Cuba,Opinión

Aliados sumisos de un imperio desprestigiado. Por René Vázquez Díaz

Con el triunfo de la Revolución, millones de cubanos humildes descubrieron su propia existencia. Y se alfabetizaron. Construyeron hospitales con atención médica gratuita, sin distinción de raza o situación económica o social, hasta en las montañas más apartadas. Y se vacunaron por primera vez en la historia de Cuba, contra enfermedades curables que los mataban. ¿Por qué el pueblo tuvo que levantarse en armas para que los guajiros fuesen dueños de la tierra que labraban? ¿Por qué sólo la Revolución victoriosa, que costó tanta sangre, hizo posible que los niños cubanos  de cualquier parte del país pudieran ir a círculos infantiles, a la escuela y a las universidades creadas en contra del dictador preferido y cariñoso de Estados Unidos?

¿Por qué los regímenes infames que Estados Unidos apoyaron en Cuba hasta 1959 no fueron capaces de respetar la vida y las ansias de millones de cubanos humildes?

Porque los humildes no son agentes humanos a tener en cuenta en el capitalismo dependiente que Estados Unidos necesita  para seguir existiendo como imperio. La pequeña Cuba ha desafíado durante décadas esa voluntad explotadora de Estados Unidos, que ha invocado su democracia imperialista para crear y sostener a dictadores sanguinarios como Somoza, Batista, Trujillo, Pinochet, Videla… y también para justificar invasiones y matanzas en Playa Girón, Irak, Afganistán… Estados Unidos ha falsificado el concepto de democracia, incluso en su propio seno, hasta vaciarlo de sentido.

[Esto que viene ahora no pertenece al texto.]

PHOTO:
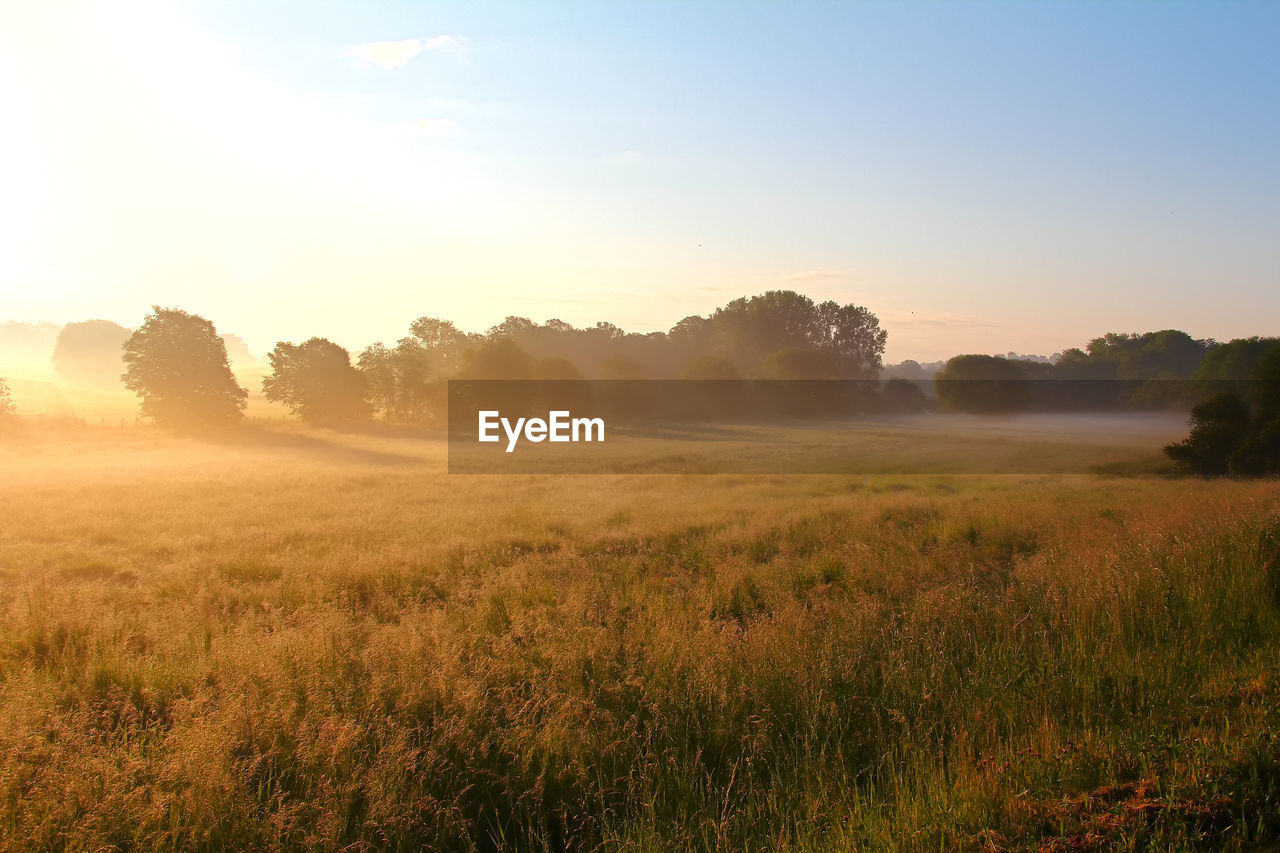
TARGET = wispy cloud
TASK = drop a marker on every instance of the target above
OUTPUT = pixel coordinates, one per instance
(397, 54)
(435, 127)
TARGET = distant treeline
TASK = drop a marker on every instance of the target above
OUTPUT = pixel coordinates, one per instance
(780, 334)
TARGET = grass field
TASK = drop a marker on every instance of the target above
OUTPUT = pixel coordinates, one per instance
(298, 639)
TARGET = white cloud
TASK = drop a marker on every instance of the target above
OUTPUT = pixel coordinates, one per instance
(435, 127)
(397, 54)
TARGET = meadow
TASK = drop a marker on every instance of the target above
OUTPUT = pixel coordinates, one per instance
(288, 638)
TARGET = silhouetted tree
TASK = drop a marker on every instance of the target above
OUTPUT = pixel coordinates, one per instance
(617, 366)
(556, 369)
(316, 382)
(1220, 427)
(237, 351)
(177, 365)
(903, 396)
(982, 384)
(1155, 355)
(88, 352)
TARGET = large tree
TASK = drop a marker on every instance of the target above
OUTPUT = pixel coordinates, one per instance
(748, 331)
(177, 365)
(316, 382)
(88, 352)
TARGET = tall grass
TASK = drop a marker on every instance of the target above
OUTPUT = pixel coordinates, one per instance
(350, 655)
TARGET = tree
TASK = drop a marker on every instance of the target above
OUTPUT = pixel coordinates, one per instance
(982, 384)
(1220, 428)
(88, 352)
(7, 409)
(799, 363)
(711, 368)
(558, 369)
(316, 382)
(748, 329)
(496, 359)
(177, 365)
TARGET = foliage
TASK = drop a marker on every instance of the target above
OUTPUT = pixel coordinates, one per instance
(1237, 430)
(7, 407)
(177, 364)
(799, 363)
(982, 384)
(316, 382)
(90, 352)
(707, 366)
(496, 359)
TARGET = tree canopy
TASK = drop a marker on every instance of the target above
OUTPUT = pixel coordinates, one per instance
(90, 352)
(177, 365)
(316, 382)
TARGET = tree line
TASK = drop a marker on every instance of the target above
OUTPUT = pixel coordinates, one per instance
(178, 364)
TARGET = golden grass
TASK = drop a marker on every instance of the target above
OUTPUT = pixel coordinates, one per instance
(301, 639)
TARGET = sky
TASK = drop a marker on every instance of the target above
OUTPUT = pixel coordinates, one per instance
(984, 177)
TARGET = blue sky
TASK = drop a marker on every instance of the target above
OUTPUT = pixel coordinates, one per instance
(982, 176)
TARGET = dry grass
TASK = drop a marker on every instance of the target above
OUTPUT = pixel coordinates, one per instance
(296, 639)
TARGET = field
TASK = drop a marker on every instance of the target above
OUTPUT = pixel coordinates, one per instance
(288, 638)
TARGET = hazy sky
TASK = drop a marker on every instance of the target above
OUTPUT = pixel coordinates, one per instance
(983, 177)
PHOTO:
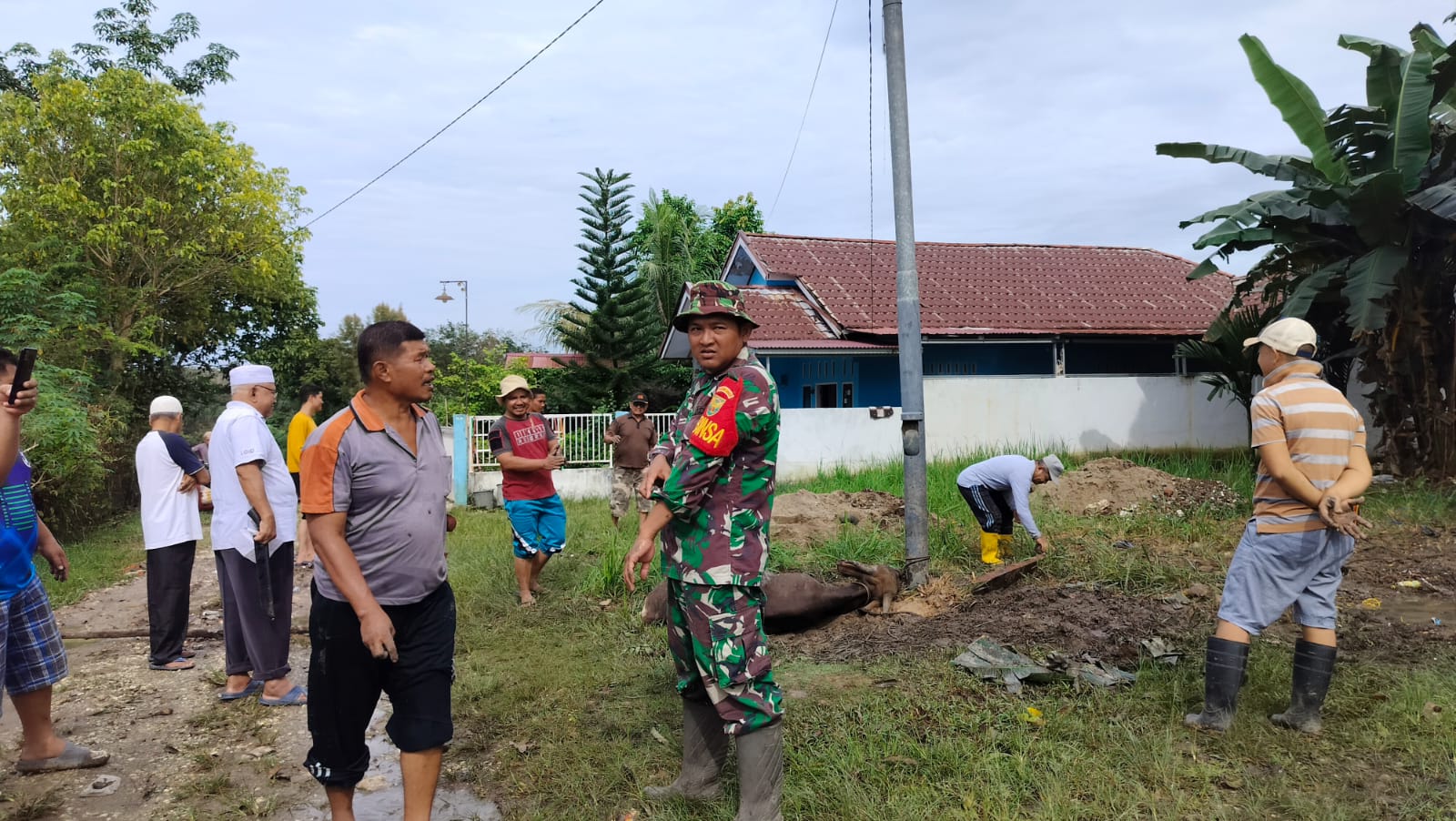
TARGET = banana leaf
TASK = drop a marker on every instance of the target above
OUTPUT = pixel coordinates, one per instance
(1369, 279)
(1410, 123)
(1298, 105)
(1280, 167)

Entonces: democracia imperialista es sinónimo de dominación estadounidense. No sólo se trata de ejercer presión y proferir amenazas como un gánster internacional, sino de una conquista total por los medios más delictivos. Ser poderoso tiene que significar “tener razón”. El país que oponga resistencia, especialmente si ésta es popular e inexpugnable como la de Cuba, será agredido con medidas de asfixia contra su población civil inocente. El histórico bloqueo a Cuba no es sólo “un anacronismo de la Guerra Fría”. Es sencillamente un delito: la expresión máxima del salvajismo de un imperio desprestigiado, que ha llegado a temerle a un diminuto país del Caribe. Los gobiernos de Colombia y Chile han reprimido con saña sanguinaria a los que se manifiestan contra sus políticas neoliberales. Ni Estados Unidos ni la Unión Europea han exigido bloqueos ni otras sanciones contra Iván Duque o Sebastián Piñera. La lógica de la democracia imperialista abolió el Derecho Internacional. ¿Cuántas veces a Comunidad Internacional ha votado contra el bloqueo? Ya Condolezza Rice tachó a la Comunidad Internacional como “ilusoria”. ¿Acaso no estipula la Ley Helms Burton que tiene que ser el Sr Presidente de los Estados Unidos el único encargado de decidir (determine) quiénes podrían formar parte de un hipotético gobierno cubano, independientemente de lo que el pueblo elija, una vez que las instituciones de la Revolución sean destruidas? ¿Esa es la democracia que aplastará a los niños de Cuba?

La Revolución que eliminó la sumisión a las señorías del Norte produjo, generación tras generación, una agresividad histérica estadounidense que con Trump, y ahora con Biden, ha alcanzado un ensañamiento sin precedentes. En tiempos de una pandemia mortal. Pero también, generación tras generación, el pueblo de Cuba tuvo que aprender a defenderse. Para que la democracia imperialista logre vencer a la Revolución, Estados Unidos necesita desesperadamente reclutar a agentes locales. Agentes que aprovechen el desasbastecimiento y el dolor creados por el cerco a la Isla, y apoyen la delincuencia imperial. Hacen falta trifulcas que se puedan magnificar comunicacionalmente. Lo que Susan George ha descrito como “fabricación de hegemonía cultural para principiantes” ha tenido éxito a la hora de reclutar agentes locales que se sientan impunes, y al menos finjan ignorancia sobre la historia de su país. Son aliados que no surgen de la historia de la Nación, sino de la historia de la infamia estadounidense. Su misión es no atacar al agresor ni con la espina de una flor, sino actuar en favor de la potencia extranjera que sigue tratando bestialmente a la población civil cubana.